Uber and ex-CEO Travis Kalanick beat a lawsuit claiming the company did not properly disclose the financial impact of scandals to investors. An Irving, Texas-based firefighter pension fund filed a class-action lawsuit against the company, but a California judge tossed out the claims on Friday, Bloomberg reported.
The lawsuit “does not specifically tie any particular misrepresentation by defendants to a decline in Uber’s stock price,” U.S. District Court Judge Haywood S. Gilliam Jr. wrote in his ruling. The lawsuit only made a “vague and attenuated connection” between Uber’s various scandals and a decline in stock price.
U.S. law prohibits companies from withholding information that may affect finances. The lawsuit alleged that, under Travis Kalanick, Uber hid at least six scandals while “successfully soliciting billions of dollars in private investment.”

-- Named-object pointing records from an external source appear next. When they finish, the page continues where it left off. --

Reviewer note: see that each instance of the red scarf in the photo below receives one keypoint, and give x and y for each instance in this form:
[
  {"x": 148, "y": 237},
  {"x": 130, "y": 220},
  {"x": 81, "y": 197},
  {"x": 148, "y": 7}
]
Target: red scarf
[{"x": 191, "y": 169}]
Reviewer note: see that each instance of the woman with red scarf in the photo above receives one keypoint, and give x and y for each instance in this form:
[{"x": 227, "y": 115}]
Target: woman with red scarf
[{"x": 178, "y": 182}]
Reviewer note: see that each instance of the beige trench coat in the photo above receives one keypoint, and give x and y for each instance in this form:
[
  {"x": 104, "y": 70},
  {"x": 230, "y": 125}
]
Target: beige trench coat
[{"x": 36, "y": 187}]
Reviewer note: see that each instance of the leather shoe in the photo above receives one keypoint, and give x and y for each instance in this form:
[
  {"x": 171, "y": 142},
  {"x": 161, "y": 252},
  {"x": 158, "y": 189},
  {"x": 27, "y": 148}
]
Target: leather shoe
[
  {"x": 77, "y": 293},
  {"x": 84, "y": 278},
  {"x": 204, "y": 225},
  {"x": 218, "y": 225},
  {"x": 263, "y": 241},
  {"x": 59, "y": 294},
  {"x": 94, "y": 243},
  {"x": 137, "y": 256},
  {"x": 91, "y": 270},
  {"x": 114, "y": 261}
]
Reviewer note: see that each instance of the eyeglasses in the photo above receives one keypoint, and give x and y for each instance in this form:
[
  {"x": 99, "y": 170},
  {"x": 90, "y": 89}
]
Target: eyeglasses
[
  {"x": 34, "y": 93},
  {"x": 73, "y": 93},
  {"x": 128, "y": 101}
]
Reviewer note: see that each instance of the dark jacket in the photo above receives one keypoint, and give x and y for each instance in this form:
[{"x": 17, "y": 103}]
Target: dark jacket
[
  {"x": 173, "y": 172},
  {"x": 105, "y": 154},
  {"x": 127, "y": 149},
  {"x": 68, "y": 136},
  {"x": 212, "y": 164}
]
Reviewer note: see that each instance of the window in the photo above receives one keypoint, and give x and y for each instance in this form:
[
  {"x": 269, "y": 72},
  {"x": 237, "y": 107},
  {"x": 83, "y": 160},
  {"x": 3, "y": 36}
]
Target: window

Kalanick stepped down in June 2017 after a series of scandals, including accusations of widespread tolerance of sexual harassment within the company. He was replaced by current CEO Dara Khosrowshahi in late 2017. Khosrowshahi, who has taken a more diplomatic approach to running the company, was left with the task of addressing scandals from Kalanick’s tenure, including a massive breach that exposed the data of 57 million users.
Investors have other reasons to grumble about Uber. Despite efforts to streamline the company’s operations, Uber remains unprofitable. Nonetheless, the company is expected to undertake an initial public offering (IPO) in 2019, and is expanding beyond its core ride-hailing business with a foray into scooter sharing, and a renewed focus on the Uber Freight trucking business.